There are strong parallels going on in 2015 as in 1945:
First, there are new interpretations of the use of the atomic bomb in Japan, based on declassified documents. In 1945, by entering the war and challenging Japan from the West, the Soviets likely had more influence over Japan's surrender than the US dropping the bomb. One document quoted Japan's Military General saying that peace with the Soviets would "determine the fate of the empire," (see William Ward's "The Winning Weapon". The nuclear bomb had no military power-it did not end the war, save more US troops lives, or make the US more secure.

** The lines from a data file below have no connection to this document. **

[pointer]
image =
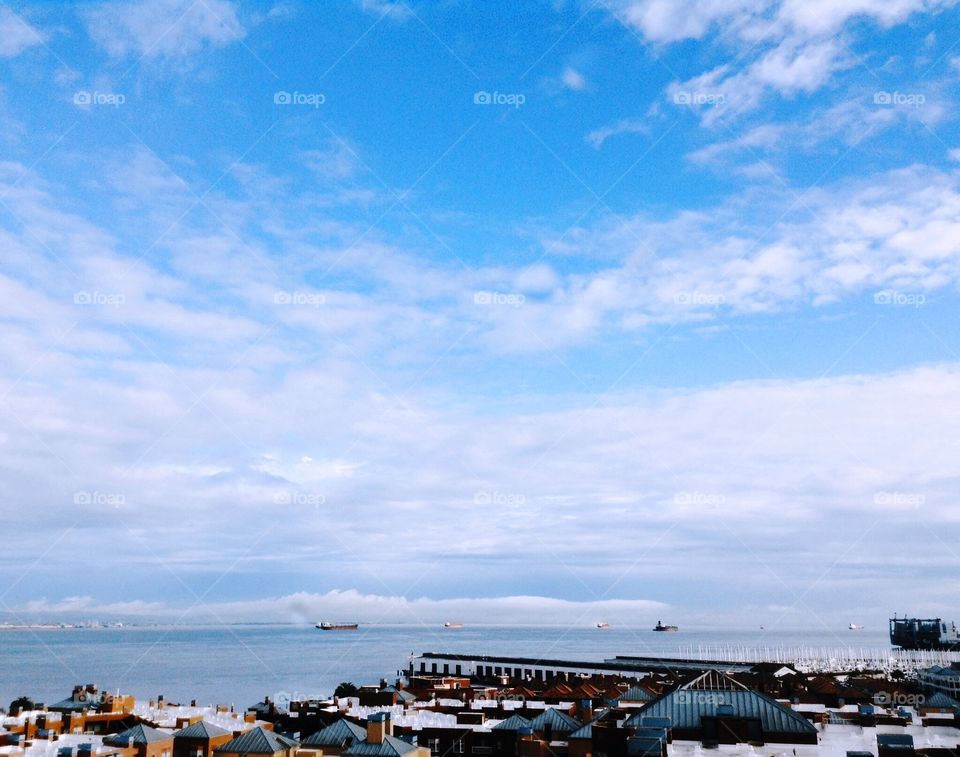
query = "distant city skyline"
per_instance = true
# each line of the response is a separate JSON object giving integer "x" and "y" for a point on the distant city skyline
{"x": 558, "y": 311}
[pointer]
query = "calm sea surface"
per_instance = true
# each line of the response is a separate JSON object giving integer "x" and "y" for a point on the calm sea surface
{"x": 240, "y": 664}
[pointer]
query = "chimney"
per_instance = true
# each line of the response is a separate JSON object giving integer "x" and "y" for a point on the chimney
{"x": 585, "y": 710}
{"x": 378, "y": 727}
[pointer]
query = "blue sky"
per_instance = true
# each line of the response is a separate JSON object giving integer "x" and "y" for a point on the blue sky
{"x": 397, "y": 309}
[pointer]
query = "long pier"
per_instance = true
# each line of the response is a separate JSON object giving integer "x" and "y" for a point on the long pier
{"x": 729, "y": 658}
{"x": 530, "y": 668}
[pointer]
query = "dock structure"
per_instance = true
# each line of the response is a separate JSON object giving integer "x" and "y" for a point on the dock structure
{"x": 535, "y": 669}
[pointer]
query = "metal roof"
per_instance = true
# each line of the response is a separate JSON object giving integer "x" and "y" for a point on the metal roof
{"x": 139, "y": 734}
{"x": 944, "y": 701}
{"x": 336, "y": 734}
{"x": 558, "y": 721}
{"x": 636, "y": 694}
{"x": 584, "y": 732}
{"x": 258, "y": 741}
{"x": 513, "y": 723}
{"x": 201, "y": 730}
{"x": 687, "y": 708}
{"x": 391, "y": 747}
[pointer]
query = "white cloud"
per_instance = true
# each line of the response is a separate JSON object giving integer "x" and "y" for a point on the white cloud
{"x": 394, "y": 9}
{"x": 573, "y": 79}
{"x": 597, "y": 137}
{"x": 786, "y": 46}
{"x": 306, "y": 607}
{"x": 163, "y": 29}
{"x": 16, "y": 35}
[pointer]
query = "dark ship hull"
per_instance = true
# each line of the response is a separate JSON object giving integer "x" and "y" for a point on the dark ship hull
{"x": 924, "y": 633}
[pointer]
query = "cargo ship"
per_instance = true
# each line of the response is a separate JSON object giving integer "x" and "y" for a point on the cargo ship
{"x": 924, "y": 633}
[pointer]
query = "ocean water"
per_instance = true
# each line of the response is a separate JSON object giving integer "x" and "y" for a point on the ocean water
{"x": 240, "y": 664}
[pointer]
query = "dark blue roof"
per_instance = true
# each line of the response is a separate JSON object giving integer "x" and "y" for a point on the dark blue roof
{"x": 636, "y": 694}
{"x": 513, "y": 723}
{"x": 258, "y": 741}
{"x": 941, "y": 700}
{"x": 336, "y": 734}
{"x": 139, "y": 734}
{"x": 201, "y": 730}
{"x": 558, "y": 721}
{"x": 391, "y": 747}
{"x": 686, "y": 710}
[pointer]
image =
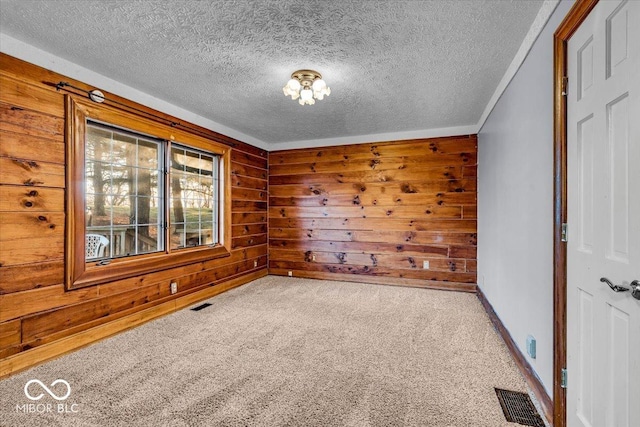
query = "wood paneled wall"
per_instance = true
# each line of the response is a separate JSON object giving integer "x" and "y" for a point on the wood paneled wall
{"x": 35, "y": 308}
{"x": 375, "y": 212}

Similarly in 2015, the use of drones is justified by saying that it keeps the US from putting troops on the ground. Additionally, allotting 54% of the federal discretionary budget to the Pentagon, including spending to modernize the nuclear weapons arsenal and militarizing local police and border patrol agents, is justified by feeding a supposed need for national security. This parallels to another critical point, the targets in the 1945 bombing in Japan were civilian, not military outposts, as seen in the 24 cities that were fire-burned with conventional weapons in the 3 weeks leading up to the A-bomb. Drone operators often target civilians, as do ICE-deputized local law enforcement and militarized police.

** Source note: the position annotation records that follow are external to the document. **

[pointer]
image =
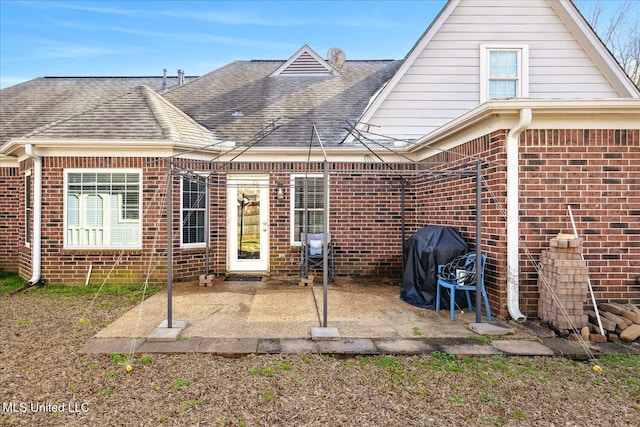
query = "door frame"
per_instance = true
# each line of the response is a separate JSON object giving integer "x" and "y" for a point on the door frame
{"x": 234, "y": 264}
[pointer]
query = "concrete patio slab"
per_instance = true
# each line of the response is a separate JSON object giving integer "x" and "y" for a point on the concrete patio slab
{"x": 491, "y": 329}
{"x": 277, "y": 316}
{"x": 324, "y": 333}
{"x": 165, "y": 333}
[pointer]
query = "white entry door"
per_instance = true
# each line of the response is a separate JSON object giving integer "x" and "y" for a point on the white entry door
{"x": 248, "y": 223}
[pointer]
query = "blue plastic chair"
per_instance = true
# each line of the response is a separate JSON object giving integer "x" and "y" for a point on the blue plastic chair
{"x": 311, "y": 253}
{"x": 460, "y": 275}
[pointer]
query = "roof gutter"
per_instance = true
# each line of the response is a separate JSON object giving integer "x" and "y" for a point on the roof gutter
{"x": 36, "y": 244}
{"x": 513, "y": 219}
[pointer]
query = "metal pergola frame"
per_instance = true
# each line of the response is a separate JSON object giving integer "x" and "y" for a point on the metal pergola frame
{"x": 174, "y": 165}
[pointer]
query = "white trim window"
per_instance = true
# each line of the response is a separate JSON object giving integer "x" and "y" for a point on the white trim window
{"x": 504, "y": 72}
{"x": 103, "y": 208}
{"x": 315, "y": 205}
{"x": 193, "y": 209}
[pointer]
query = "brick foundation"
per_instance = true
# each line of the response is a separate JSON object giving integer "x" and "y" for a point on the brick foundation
{"x": 563, "y": 284}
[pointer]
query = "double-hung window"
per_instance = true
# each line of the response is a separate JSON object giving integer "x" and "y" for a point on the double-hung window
{"x": 503, "y": 72}
{"x": 193, "y": 210}
{"x": 311, "y": 206}
{"x": 102, "y": 208}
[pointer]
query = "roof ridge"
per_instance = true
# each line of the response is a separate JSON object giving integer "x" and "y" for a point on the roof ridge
{"x": 160, "y": 105}
{"x": 55, "y": 123}
{"x": 168, "y": 129}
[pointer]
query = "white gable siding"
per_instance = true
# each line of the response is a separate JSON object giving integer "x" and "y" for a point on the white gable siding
{"x": 444, "y": 80}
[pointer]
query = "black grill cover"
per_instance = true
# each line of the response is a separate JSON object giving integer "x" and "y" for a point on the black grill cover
{"x": 424, "y": 251}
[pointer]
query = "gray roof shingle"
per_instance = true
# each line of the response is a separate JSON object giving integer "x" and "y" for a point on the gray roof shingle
{"x": 111, "y": 107}
{"x": 297, "y": 101}
{"x": 136, "y": 115}
{"x": 42, "y": 101}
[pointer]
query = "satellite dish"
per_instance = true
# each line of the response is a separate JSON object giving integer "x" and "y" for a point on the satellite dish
{"x": 336, "y": 57}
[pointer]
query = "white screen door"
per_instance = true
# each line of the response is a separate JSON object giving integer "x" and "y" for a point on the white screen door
{"x": 248, "y": 223}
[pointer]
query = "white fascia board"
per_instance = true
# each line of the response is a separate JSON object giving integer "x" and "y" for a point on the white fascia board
{"x": 9, "y": 161}
{"x": 612, "y": 113}
{"x": 302, "y": 154}
{"x": 62, "y": 147}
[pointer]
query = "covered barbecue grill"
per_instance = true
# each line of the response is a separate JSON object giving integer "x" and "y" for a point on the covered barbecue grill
{"x": 424, "y": 251}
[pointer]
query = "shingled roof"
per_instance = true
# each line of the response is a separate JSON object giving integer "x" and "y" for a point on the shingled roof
{"x": 297, "y": 102}
{"x": 42, "y": 101}
{"x": 109, "y": 107}
{"x": 136, "y": 115}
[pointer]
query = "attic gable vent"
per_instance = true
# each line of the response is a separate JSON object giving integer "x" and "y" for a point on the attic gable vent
{"x": 305, "y": 62}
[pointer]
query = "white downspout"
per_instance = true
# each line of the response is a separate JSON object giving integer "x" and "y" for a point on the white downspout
{"x": 513, "y": 216}
{"x": 36, "y": 254}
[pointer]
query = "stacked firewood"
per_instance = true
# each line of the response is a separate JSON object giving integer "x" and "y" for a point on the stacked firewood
{"x": 619, "y": 321}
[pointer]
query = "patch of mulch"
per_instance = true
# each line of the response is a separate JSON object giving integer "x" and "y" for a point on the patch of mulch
{"x": 41, "y": 371}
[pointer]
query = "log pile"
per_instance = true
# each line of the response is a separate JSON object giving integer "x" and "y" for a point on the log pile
{"x": 619, "y": 321}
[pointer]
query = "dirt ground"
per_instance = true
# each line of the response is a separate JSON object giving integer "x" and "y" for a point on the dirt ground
{"x": 44, "y": 381}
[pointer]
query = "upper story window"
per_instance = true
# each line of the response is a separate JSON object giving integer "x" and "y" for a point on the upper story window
{"x": 504, "y": 72}
{"x": 102, "y": 208}
{"x": 193, "y": 210}
{"x": 313, "y": 187}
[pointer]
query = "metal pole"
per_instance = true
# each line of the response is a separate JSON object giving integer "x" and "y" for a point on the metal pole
{"x": 325, "y": 248}
{"x": 479, "y": 269}
{"x": 206, "y": 226}
{"x": 593, "y": 298}
{"x": 402, "y": 208}
{"x": 169, "y": 242}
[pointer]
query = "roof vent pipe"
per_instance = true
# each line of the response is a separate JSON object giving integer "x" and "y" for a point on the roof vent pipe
{"x": 513, "y": 217}
{"x": 36, "y": 244}
{"x": 164, "y": 80}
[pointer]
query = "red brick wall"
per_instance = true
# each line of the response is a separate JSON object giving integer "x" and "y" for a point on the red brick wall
{"x": 70, "y": 266}
{"x": 450, "y": 199}
{"x": 365, "y": 223}
{"x": 11, "y": 212}
{"x": 597, "y": 172}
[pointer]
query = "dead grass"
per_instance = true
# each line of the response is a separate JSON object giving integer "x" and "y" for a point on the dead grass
{"x": 41, "y": 332}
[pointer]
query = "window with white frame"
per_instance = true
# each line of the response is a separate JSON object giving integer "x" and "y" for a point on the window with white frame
{"x": 313, "y": 187}
{"x": 102, "y": 208}
{"x": 193, "y": 210}
{"x": 504, "y": 72}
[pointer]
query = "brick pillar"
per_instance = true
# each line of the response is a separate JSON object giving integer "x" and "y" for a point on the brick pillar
{"x": 567, "y": 279}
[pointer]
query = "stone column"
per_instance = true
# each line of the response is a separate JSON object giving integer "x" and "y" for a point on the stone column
{"x": 563, "y": 283}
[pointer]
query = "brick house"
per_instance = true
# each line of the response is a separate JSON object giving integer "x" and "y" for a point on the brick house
{"x": 527, "y": 88}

Secondly, we entered war with Japan 1945 in the first place because of our imperialist interests in the south pacific and not because Japan bombed Pearl Harbor (see Arjun Makhijani.) The US has strong imperialist tendencies; we favor resources and profit over resiliency and people. Today, in 2015, we are at war with our own country, in addition to fighting prolonged war abroad in the middle east. We are at war with people of color, poor people, undocumented immigrants, indigenous people, women, especially Transgender women, and LGBTQ people. Corporate control of the US government has been proven by US academics, which would explain increased action around raising the minimum wage for Fast Food Workers, fighting to keep funding for Planned Parenthood, demanding justice for the Black men and women killed by police officers, demanding justice for immigrants, Trans people, people most affected by Environmental contamination and Climate change, and much more. The violent cycle of a militarized, corporatized US government is not working for the majority of US residents.
Lastly, in 1945, Japan, the US, and the Soviets failed to choose diplomacy rather than continue fighting. In 2015, we know that diplomacy can keep both boots and bombs off the ground, as we are seeing with the historic Iran agreement. We are hoping Negotiations over two years by all accounts have saved us from pending war in the Middle East and beyond.
We know we are not any safer, more secure, or more powerful with nuclear bombs. To end the real war, we must not only take on bomb-making and military-build up. We must end the root causes of violence and the sources of fear, fear of not having power, racism, xenophobia, and sexism (to name a few).
A bomb-centered social order is no longer the way to live in the US. It's killing us, we're killing each other, and we're killing people halfway across the world in the meantime. There is a sheer lack of humanity in our policies and social norms. This is not new. War is not new. We must make it old.